TRUSTS AND THEIR USE IN ESTATE PLANNING
Trusts are similar in function to a gift left to someone in a Will, except that Trusts can be set up either within a Will or while the “settlor” (the person creating the Trust) is still alive. A Trust is created using a written instrument that sets out the terms of the Trust. A Trust needs to appoint at least one trustee, who administers the Trust for the settlor according to the terms set out in the document. Most Trusts are set up to be “irrevocable” which means that once they are set up and the assets and/or money being held by the Trust is transferred to the trustee, the settlor cannot change their minds and get the assets or money back.
Trusts in general allow for the control, management, and distribution of property over a period of time.

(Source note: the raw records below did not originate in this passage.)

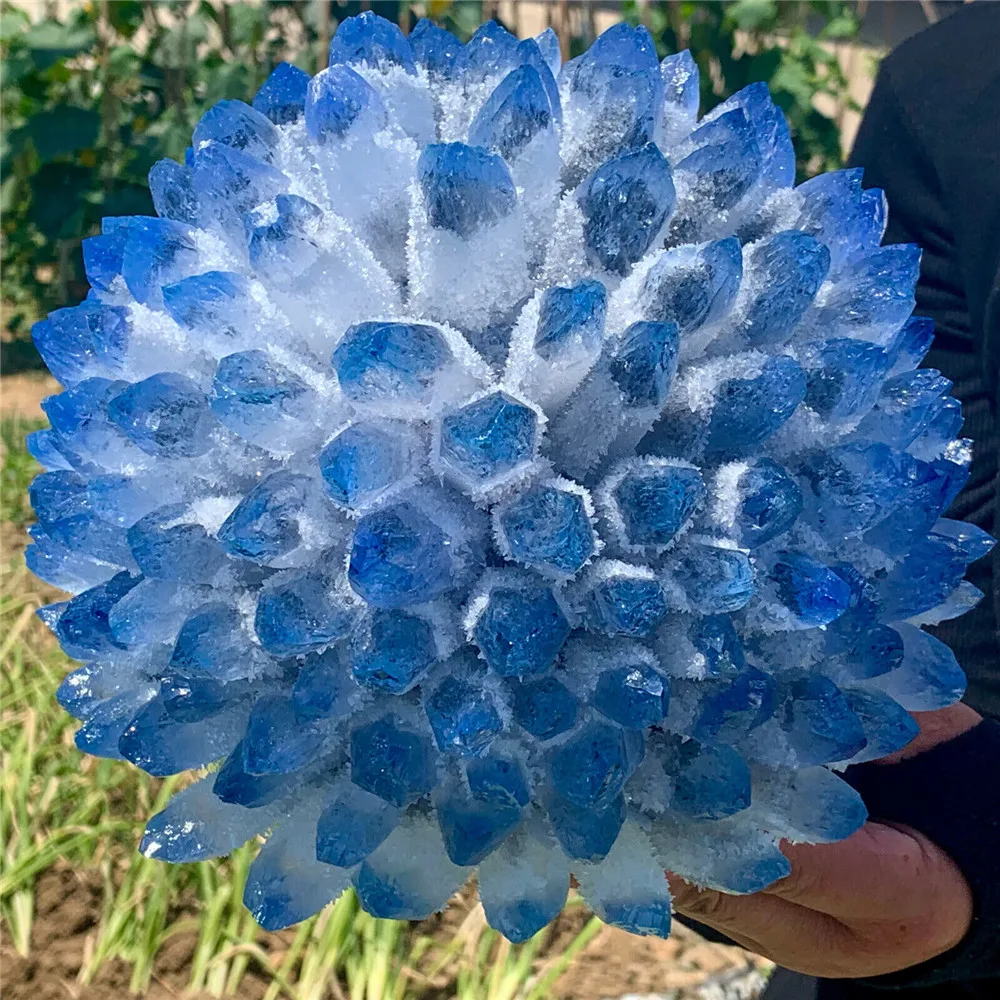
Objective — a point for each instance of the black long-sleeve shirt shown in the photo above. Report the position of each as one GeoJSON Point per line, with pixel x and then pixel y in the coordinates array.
{"type": "Point", "coordinates": [931, 139]}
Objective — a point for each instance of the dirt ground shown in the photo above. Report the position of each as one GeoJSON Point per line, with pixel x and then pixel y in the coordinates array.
{"type": "Point", "coordinates": [67, 912]}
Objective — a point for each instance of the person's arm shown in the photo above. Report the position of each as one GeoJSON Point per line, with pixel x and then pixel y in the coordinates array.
{"type": "Point", "coordinates": [886, 899]}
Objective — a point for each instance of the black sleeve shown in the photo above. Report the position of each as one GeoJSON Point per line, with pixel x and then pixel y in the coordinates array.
{"type": "Point", "coordinates": [951, 794]}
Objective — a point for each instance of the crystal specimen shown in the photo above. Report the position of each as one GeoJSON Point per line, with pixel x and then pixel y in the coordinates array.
{"type": "Point", "coordinates": [486, 464]}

Trusts can allow for income splitting, deferral of capital gains taxes, avoidance of probate fees, asset protection, allocation between income, distribution of capital to specified beneficiaries and confidentiality.
A Trust can be used as a vehicle to avoid probate fees payable upon the death of a person. If a Trust is created that is irrevocable, where the settlor is not a beneficiary, the property that has been transferred to the Trust does not form part of the deceased’s estate. As it is not part of the estate, assets held in Trust can also potentially be protected from claims for dependant’s relief.
It is important to consider, however, that a Trust is considered to be a “person” for tax purposes, so the Trust must complete tax returns and there is the possibility of capital gains tax payable on Trust assets if they are sold or distributed when a Trust is terminated. Capital gains tax can be deferred by placing assets or property in Trust, but it will eventually have to be paid when those assets are sold or the Trust is terminated.
It is best to consult with a lawyer about all the potential benefits and downsides to employing a Trust in your estate planning.